Fig. 2 — North Star metrics across the internet era and both AI-era cognitive modes

How to read this table. The internet era column is the baseline every product team has been optimising toward for two decades. In AI-era expansion mode, the direction of the engagement signal is similar to the internet era — depth is still directionally positive — but the qualifying condition changes from volume to novelty. In AI-era compression mode, the inversion is complete: every metric the internet era rewarded becomes a warning sign. The mistake most AI products are making is applying the internet-era column to a compression-mode product, either because they have not classified their use case or because their most vocal users are expansion-mode power users pulling the product roadmap toward engagement depth.

The willingness-to-pay test

Each mode has a distinct commercial logic rooted in what the user is actually purchasing.

In generative discovery, the user is buying cognitive leverage — the ability to think further, faster, and across more dimensions than unaided reasoning allows. The value is personal and compounds: better thinking at the exploration stage produces better decisions downstream. Power users in this mode will pay meaningfully because the delta between assisted and unassisted output is large and attributable. They are paying for the quality of what the tool helps them produce.

In deterministic execution, the user is buying time recovery — the return of hours that would otherwise be consumed by cognitive grind on a well-specified problem. Institutional buyers in this mode calibrate willingness-to-pay against a straightforward calculation: cost of the tool versus cost of the analyst-hours it replaces or accelerates. The commercial case breaks sharply the moment the tool requires significant analyst time to operate — because at that point, the net time saving approaches zero and the value proposition collapses.

In both modes, the same underlying test applies: is the AI doing the work, or is the user doing the work to operate the AI? Where the answer is the latter, the pricing case is structurally weak regardless of how sophisticated the underlying model is.

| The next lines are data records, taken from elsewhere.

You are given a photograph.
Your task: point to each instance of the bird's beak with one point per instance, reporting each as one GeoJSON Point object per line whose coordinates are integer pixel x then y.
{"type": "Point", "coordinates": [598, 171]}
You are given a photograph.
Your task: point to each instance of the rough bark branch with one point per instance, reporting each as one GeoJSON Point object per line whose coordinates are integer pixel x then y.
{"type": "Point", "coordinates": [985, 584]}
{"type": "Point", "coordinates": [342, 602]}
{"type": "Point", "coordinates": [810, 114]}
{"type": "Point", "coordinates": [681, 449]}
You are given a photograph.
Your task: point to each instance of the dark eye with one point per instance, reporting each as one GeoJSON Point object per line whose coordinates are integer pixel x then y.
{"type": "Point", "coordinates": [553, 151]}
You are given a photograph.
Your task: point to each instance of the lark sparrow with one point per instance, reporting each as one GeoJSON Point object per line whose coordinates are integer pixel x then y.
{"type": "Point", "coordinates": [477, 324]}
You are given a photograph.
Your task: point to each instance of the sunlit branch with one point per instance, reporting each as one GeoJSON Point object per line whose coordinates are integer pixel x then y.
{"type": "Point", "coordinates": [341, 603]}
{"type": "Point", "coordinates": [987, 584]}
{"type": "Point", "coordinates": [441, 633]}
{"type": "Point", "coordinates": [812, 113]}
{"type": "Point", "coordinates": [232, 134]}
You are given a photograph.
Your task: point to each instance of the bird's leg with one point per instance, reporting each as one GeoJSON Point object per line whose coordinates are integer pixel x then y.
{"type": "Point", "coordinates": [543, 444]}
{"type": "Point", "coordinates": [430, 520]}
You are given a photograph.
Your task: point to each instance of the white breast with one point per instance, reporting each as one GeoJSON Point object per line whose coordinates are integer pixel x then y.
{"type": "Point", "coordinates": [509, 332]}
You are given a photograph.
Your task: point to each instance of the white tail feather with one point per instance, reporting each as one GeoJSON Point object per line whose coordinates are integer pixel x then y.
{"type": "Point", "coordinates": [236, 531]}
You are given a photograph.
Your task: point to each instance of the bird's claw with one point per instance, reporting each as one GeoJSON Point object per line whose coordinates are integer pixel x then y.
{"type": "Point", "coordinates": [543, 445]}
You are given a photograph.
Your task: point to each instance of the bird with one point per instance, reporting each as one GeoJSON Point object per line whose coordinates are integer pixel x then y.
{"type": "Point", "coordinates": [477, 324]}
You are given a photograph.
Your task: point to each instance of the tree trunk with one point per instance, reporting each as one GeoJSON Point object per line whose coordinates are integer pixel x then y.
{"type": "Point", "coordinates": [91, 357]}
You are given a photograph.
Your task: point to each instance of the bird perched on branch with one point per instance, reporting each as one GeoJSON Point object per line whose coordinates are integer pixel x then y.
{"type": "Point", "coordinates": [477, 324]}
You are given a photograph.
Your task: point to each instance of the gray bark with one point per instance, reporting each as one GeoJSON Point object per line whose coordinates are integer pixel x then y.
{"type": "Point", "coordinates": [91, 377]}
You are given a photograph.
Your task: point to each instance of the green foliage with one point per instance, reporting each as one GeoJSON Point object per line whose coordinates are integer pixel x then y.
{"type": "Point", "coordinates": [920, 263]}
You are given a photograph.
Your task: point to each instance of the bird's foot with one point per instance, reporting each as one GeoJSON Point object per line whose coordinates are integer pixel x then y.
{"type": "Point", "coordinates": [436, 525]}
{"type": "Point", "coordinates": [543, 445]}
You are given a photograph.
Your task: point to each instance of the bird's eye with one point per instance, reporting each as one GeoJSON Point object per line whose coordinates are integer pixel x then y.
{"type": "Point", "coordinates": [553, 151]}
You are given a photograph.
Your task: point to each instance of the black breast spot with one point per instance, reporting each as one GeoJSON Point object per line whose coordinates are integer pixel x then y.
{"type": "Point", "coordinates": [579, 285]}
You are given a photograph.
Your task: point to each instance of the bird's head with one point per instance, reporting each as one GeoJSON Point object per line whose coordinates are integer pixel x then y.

Cognition leverage is only leverage when the machine absorbs the burden. When it redistributes the burden back to the user under a different name, it is not a new era — it is an expensive interface on top of the old one.

Three metrics that hold across all modes

Metric	Why it transcends era and mode
Strategic repeat rate	Voluntary return with a new mandate — across any era or mode — signals the prior output was acted on. It is the cleanest proxy for delivered value that does not require the user to self-report satisfaction.
Output actionability	Whether the session produced a discovery synthesis or a decision memo, the artifact must be usable. The format changes across modes; the standard of usability does not.
Memory flywheel	A system requiring progressively less re-explanation as the relationship matures builds structural advantage in every mode. Persistent context reduces the cost of each subsequent engagement for both user and institution.